India has already eclipsed other BRIC nations in giving. But matching the US will take time
Adam Matthews Adam Matthews | 24 Mar, 2011
India has already eclipsed other BRIC nations in giving. But matching the US will take time
In December, Aziz Premji transferred $2 billion worth of his firm Wipro’s shares to a charitable trust. For Premji, India’s third richest man and head of one of India’s three top software firms, the announcement of the gift set a new standard for Indian philanthropy.

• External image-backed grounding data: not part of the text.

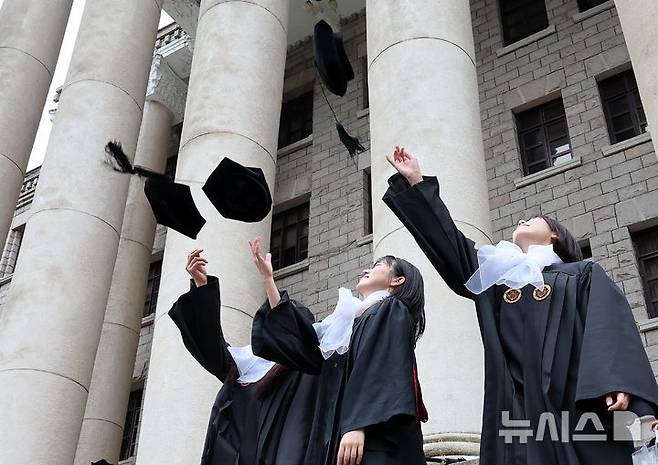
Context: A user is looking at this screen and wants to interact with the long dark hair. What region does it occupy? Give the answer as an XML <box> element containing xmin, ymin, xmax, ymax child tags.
<box><xmin>540</xmin><ymin>216</ymin><xmax>583</xmax><ymax>263</ymax></box>
<box><xmin>375</xmin><ymin>256</ymin><xmax>426</xmax><ymax>344</ymax></box>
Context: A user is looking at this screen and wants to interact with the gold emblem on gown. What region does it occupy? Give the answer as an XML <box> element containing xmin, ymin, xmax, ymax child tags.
<box><xmin>503</xmin><ymin>288</ymin><xmax>522</xmax><ymax>304</ymax></box>
<box><xmin>532</xmin><ymin>284</ymin><xmax>552</xmax><ymax>301</ymax></box>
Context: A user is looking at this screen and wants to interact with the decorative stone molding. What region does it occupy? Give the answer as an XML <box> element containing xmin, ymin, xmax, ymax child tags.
<box><xmin>423</xmin><ymin>432</ymin><xmax>480</xmax><ymax>460</ymax></box>
<box><xmin>146</xmin><ymin>54</ymin><xmax>188</xmax><ymax>125</ymax></box>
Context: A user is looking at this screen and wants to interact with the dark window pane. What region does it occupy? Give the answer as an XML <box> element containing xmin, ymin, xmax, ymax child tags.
<box><xmin>165</xmin><ymin>156</ymin><xmax>178</xmax><ymax>181</ymax></box>
<box><xmin>120</xmin><ymin>390</ymin><xmax>144</xmax><ymax>460</ymax></box>
<box><xmin>143</xmin><ymin>260</ymin><xmax>162</xmax><ymax>317</ymax></box>
<box><xmin>278</xmin><ymin>92</ymin><xmax>314</xmax><ymax>148</ymax></box>
<box><xmin>500</xmin><ymin>0</ymin><xmax>549</xmax><ymax>45</ymax></box>
<box><xmin>516</xmin><ymin>97</ymin><xmax>570</xmax><ymax>176</ymax></box>
<box><xmin>633</xmin><ymin>226</ymin><xmax>658</xmax><ymax>318</ymax></box>
<box><xmin>577</xmin><ymin>0</ymin><xmax>609</xmax><ymax>11</ymax></box>
<box><xmin>270</xmin><ymin>203</ymin><xmax>310</xmax><ymax>270</ymax></box>
<box><xmin>600</xmin><ymin>70</ymin><xmax>646</xmax><ymax>144</ymax></box>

Philanthropy is a hot topic in India nowadays. On 22 March, Warren Buffett and Bill Gates touched down in Bangalore to promote The Giving Pledge, originally an initiative asking America’s richest to donate the bulk of their wealth to charity. So far, billionaires like Microsoft co-founder Paul Allen, Facebook’s Mark Zuckerberg and New York City Mayor and media magnate Michael Bloomberg have signed on.
India’s billionaires may follow suit. As Gates and Buffett arrived, GM Rao, whose firm GMR Holdings built Delhi Airport’s Terminal 3, pledged to give away the 12.5 per cent stake he controls in GMR to the GMR Varalakshmi Foundation, an affiliated charity.

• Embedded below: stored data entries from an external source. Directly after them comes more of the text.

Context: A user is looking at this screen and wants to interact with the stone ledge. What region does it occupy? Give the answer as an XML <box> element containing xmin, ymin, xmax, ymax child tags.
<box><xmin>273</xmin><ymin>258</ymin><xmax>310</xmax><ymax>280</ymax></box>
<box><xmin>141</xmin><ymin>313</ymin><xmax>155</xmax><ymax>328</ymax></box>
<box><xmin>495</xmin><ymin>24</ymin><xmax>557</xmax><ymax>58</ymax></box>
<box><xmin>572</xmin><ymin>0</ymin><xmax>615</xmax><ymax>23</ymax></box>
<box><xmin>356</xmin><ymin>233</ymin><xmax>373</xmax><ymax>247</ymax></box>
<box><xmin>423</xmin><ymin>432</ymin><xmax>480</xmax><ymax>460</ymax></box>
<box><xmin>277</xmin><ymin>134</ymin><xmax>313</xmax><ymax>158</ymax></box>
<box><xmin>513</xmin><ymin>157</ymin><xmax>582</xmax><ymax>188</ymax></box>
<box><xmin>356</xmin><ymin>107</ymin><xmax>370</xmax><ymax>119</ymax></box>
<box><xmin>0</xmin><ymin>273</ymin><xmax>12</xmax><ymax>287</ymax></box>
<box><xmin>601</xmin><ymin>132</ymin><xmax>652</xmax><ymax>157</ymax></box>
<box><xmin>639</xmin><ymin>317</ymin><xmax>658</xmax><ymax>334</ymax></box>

India’s richest tycoons are indeed getting active in the realm of philanthropy. India has already eclipsed other BRIC nations in giving. According to a study last year by the consultancy Bain & Company, Indians donate the equivalent of 0.6 per cent of the country’s GDP to charity. Brazil and China, by comparison, give just 0.3 per cent and 0.1 per cent, respectively. “Philanthropy is an old concept in India, from daan, which is to give,” says Amita Puri, who heads the Charities Aid Foundation in India. “You have the tradition of established families like the Tatas giving away a great deal.”
But it will likely take more time to engender a climate of giving as robust as that of the US. According to the Bain report, an analysis of 30 high networth individuals (HNIs) in India showed that, ‘they contribute, on average, just around one-fourth of 1 per cent of their net worth to social and charitable causes’. The reasons for this gulf, says Puri, are structural. The infrastructure for giving in India is less developed than in Western countries, she explains. For regular middle-class people, she cites examples like the ability to donate at ATMs or when paying a bill.
For HNIs in America, charitable donations are 100 per cent tax deductible. Tax laws in India may not be quite so favourable. A proposed legislation worries Puri. “There is a draft Bill that has been tabled. It has proposed that the 100 per cent tax exemption [in India] be withdrawn,” she says. “Instead of looking at more ways that encourage people to give, this is actually a backward step.” Still, Puri says, Rao’s gift is cause for cautious optimism. “It will get people to think [about giving], but will need a lot more than just the visit to have people sign up [to the Giving Pledge] or give away [more money].”
Fomenting a culture of corporate benevolence takes time, the Bain report’s author Arpan Sheth explained during a presentation last year to the Indian Philanthropy Forum. “Even the great philanthropists—John D Rockefeller, Andrew Carnegie and JP Morgan—did not give away their riches until toward the end of their lives.”